It needs to juggle XP, Vista and Windows 7 all at once
By Shane O'Neill
December 8, 2008 (CIO) Microsoft Corp.'s tricky balancing act in 2009 will be to phase out Windows XP while boosting demand for Windows Vista and building anticipation for Windows 7.
Compounding this challenge is that Vista has been Microsoft's most embattled operating system, and though recent reports say that Vista has improved over the past year, there are also reports of a growing indifference from users. Many are sticking with Windows XP for now (or even requesting to "downgrade" to XP with new computer purchases) with the hope that Windows 7 will be more nimble and efficient than Vista.
Recent market share numbers from Net Applications Inc. show that Microsoft's market share is slipping with both Windows and the Internet Explorer browser, while companies like Apple Inc. and Mozilla Corp. keep making incremental gains. A silver lining in the Net Applications report is that Vista grew its market share in November and cracked the 20% mark for the fist time as Windows XP fell 1.81%.
With the definite release of Internet Explorer 8 and the possible release of Windows 7 happening in 2009, plus Microsoft's aggressive push into cloud computing with the Windows Azure operating system, the coming year looks to be a pivotal one for the software giant.
Keeping the Windows 7 hype machine on low
So far, the hype surrounding Windows 7 has been kept to a minimum by Microsoft, likely an effort not to repeat the overhyping that hurt Vista's release. Playing it cool with Windows 7 will also give Vista some breathing room as Windows XP slowly becomes less prevalent.
Tim Bajarin, president of consulting firm Creative Strategies, said that the potential conflict of enhancing demand for Vista while raising awareness about Windows 7 "does not seem to be impacting new sales of Vista on PCs. In fact, pushing Windows 7 appears to be keeping people from downsizing to Windows XP at the business and consumer level as people are now anticipating upgrading to 7 in the near future, and it is not worth the trouble to go back to XP."
The low-key marketing of Windows 7 is a smart tactic, said Michael Cherry, an analyst at Directions on Microsoft, but he warned that Microsoft should not become standoffish about the value of Windows 7.
"They are being much more low-key in discussing the features of Windows 7 to put the Windows team in a position where they have underpromised and hopefully can overdeliver," Cherry says. "But Microsoft has to begin to share information with partners and customers to help reduce any potential compatibility issues."
Though Cherry said Vista is not as bad as its reputation, he thinks that with Windows 7, Microsoft needs "to do a better job of telling customers what hardware they truly need to run the OS, and they have to be able to articulate the value of upgrading to both consumers and businesses."

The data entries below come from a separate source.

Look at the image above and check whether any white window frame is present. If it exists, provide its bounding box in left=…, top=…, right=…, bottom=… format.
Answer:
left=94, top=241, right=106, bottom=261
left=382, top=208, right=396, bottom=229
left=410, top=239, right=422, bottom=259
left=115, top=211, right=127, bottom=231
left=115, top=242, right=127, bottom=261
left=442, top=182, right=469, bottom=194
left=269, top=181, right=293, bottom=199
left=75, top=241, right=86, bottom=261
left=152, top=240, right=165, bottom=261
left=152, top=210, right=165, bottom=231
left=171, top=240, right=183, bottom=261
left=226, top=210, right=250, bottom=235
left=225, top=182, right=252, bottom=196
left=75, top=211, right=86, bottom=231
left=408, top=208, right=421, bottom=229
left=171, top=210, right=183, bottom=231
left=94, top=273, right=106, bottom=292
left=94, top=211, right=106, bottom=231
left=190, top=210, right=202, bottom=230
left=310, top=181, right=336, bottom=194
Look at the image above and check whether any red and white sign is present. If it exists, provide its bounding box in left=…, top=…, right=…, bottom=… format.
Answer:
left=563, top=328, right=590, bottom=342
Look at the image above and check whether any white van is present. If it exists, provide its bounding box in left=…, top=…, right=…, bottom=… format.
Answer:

Windows 7 Release: Sooner is better
Microsoft has not given an official release date for Windows 7 but has said publicly that it expects to ship it within three years of the January 2007 consumer release of Windows Vista.
Gartner Inc. has predicted that Microsoft will ship Windows 7 in time for the 2009 holiday season, which would require shipment to take place around August 2009.
Gartner analyst Michael Silver expects that Microsoft will try to differentiate Windows 7 from Vista by keeping ship date hype to a minimum and then delivering earlier than anticipated.
"If they don't give a date, it's harder for people to say they were late," Silver said.
Bajarin said Microsoft needs to ship Windows 7 as fast as possible and move quickly to start getting all of its PC users to upgrade. "If it is ready by mid-2009, as many believe it can be, there is no reason to delay it," he said.
Another benefit of shipping Windows 7 as soon as possible, Bajarin said, is it could quash the lingering stigma of Vista.
"As long as Windows 7 is rock-solid when it is released and gets good reviews, the Vista stigma will most likely fade away quickly," he said.